On Sunday, May 19, members of the Wake Forest class of 2019 and their families gathered in Wait Chapel for the Baccalaureate service, a special one-hour religious service to honor the graduates.
Music played softly and then filled the chapel as the graduates and attendees sang in harmony and in celebration to religious hymns. Combining religious reverence and the honor of graduation, the service included a scripture reading followed by a prayer for the class of 2019.
The highlight of the service was the Baccalaureate speech delivered by Gary A. Haugen.

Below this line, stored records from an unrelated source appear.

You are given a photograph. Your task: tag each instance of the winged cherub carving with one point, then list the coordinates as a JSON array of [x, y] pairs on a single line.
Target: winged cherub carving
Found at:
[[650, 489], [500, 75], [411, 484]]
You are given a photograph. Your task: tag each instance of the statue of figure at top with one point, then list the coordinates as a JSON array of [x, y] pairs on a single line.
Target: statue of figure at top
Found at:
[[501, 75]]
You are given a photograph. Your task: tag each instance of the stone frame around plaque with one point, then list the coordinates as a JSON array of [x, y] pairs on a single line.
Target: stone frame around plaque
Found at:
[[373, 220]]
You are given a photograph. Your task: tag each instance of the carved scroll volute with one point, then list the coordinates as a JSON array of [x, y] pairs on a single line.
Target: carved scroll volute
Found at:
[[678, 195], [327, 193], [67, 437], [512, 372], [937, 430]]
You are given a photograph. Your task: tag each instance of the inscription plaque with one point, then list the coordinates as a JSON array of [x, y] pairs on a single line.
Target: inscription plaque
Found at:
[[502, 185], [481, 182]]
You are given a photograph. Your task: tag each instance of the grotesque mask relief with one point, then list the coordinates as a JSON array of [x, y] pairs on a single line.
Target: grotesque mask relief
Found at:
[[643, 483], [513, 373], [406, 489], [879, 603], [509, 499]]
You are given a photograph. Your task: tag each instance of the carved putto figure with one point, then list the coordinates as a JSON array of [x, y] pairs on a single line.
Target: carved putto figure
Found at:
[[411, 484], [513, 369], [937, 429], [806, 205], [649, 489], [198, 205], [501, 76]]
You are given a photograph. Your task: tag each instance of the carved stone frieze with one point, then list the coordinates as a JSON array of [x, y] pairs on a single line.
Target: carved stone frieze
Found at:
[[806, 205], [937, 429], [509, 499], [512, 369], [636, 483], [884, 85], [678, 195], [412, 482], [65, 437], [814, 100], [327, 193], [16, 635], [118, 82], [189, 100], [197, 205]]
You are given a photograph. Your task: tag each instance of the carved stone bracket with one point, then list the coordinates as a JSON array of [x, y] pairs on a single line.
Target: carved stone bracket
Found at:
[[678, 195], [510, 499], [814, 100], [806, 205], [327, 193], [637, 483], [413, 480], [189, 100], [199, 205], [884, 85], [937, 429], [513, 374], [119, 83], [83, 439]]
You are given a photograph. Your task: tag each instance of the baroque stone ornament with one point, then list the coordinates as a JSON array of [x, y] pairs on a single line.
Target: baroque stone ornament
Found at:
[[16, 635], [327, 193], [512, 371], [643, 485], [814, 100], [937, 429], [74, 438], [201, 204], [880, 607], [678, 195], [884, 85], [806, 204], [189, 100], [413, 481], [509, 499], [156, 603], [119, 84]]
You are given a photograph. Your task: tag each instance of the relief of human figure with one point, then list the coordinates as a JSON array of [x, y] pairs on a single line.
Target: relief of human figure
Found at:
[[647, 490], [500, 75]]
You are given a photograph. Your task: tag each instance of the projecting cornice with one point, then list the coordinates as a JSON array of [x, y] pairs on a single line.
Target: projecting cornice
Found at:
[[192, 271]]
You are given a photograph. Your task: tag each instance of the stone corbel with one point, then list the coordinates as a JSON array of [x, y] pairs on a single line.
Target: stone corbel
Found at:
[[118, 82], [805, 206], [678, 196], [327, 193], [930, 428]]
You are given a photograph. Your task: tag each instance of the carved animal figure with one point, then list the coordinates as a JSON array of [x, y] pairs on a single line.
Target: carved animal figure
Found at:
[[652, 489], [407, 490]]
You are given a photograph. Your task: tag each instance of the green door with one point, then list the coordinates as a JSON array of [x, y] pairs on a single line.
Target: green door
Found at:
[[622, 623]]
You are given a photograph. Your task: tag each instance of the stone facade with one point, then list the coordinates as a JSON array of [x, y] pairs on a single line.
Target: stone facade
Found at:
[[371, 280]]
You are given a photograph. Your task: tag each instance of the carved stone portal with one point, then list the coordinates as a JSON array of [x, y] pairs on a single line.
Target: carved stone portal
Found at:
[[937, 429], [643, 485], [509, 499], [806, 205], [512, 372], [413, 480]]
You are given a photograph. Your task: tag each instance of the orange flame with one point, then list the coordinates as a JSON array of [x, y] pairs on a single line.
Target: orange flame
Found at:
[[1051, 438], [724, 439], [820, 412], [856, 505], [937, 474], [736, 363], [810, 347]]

Haugen is the CEO and founder of International Justice Mission (IJM), an international organization that protects people from violence throughout the developing world.
President Nathan O. Hatch commented on the wisdom that Haugen was able to offer to students who are preparing to graduate and confront issues in the real world.
“Haugen’s fight against human trafficking is based on his conviction that compassion can alleviate the suffering of the world’s poorest people,” Hatch said. “As our graduates prepare to go out into the world, his work offers an inspiring example of Pro Humanitate in action.”
Speaking to the inspirational aspect of service, Haugen explained that his work with IJM has renewed his faith in humanity. He noted how the social workers at IJM confront circumstances of misery and heartbreak each day with a refreshing and courageous approach to social justice.
Haugen also challenged graduates to follow these tenets of the Pro Humanitate spirit through personal endeavors of passion projects and surpassing the minimal requirements or the foundational completion of nine-to-five job. He focused on the predominant purpose of finding true satisfaction through gratifying work.
“Relentlessly and uncompromisingly enjoy your lives,” Haugen said.
Graduate Haley Westervelt commented on the impact of his message to embrace this next stage in life joyfully without being bogged down by dwelling on the imperfections inherent in the human world.
“The Baccalaureate address challenged me to approach life after college with a pursuit for joy and freedom, even in a world that tells me I must be a slave to its demands for perfection,” Westervelt said. “Haugen and his organization model that even in the midst of a broken and suffering world — and he’s surely had more exposure to the evils of the world than I have — [demonstrated] that we can only truly combat those evils by embracing and exhibiting the great joy that is offered to us.”
Haugen also implored the graduates to move beyond the fear of failure in order to courageously take a risk at something worthwhile.
Haugen quoted Bible scripture, saying, “For God has not given us a spirit of fear, but of power and of love and of a sound mind.”
Through recounting his personal experience of founding a not-for-profit organization focused on charitable work, Haugen challenged the graduates to also draw upon inner reserves of courage in order to diminish the power that fear has to inhibit the progression of life. He had seen and fought against injustices as both a human rights attorney for the U.S. Department of Justice and as the director of the United Nations’ investigation into the Rwandan genocide before establishing IJM in 1997. He empowered graduates with the knowledge that each person has a human capability to impact the world in a positive way.
“You do not need to remember the words of a Baccalaureate speaker,” said Haugen. “You simply need to remember the truest yearning of your heart — the yearning for joy from your maker.”
Focusing on enjoying one’s life and passions, Haugen’s message to the graduates was especially fitting for those who have strived for academic achievement in the “Work Forest” environment for years and were finally able to celebrate the ultimate accomplishment of graduation and how far they have come.
“His point about enjoying life and all it has to offer is something that busy people, especially recent college graduates, can forget, so it was refreshing that such a role model was reminding us to truly live as well as do what we love and work hard,” said graduate Rachel Schwam.
The Baccalaureate service continued with a final hymn, “Go to the World.” The verses musically echoed the themes of Haugen’s speech, symbolizing the passage from Wake Forest into the world that the graduates would at commencement.
During the graduation exercises, Wake Forest will confer the honorary degree of Doctor of Humane Letters to Haugen in recognition of his dedicated advocacy to social justice and work at IJM.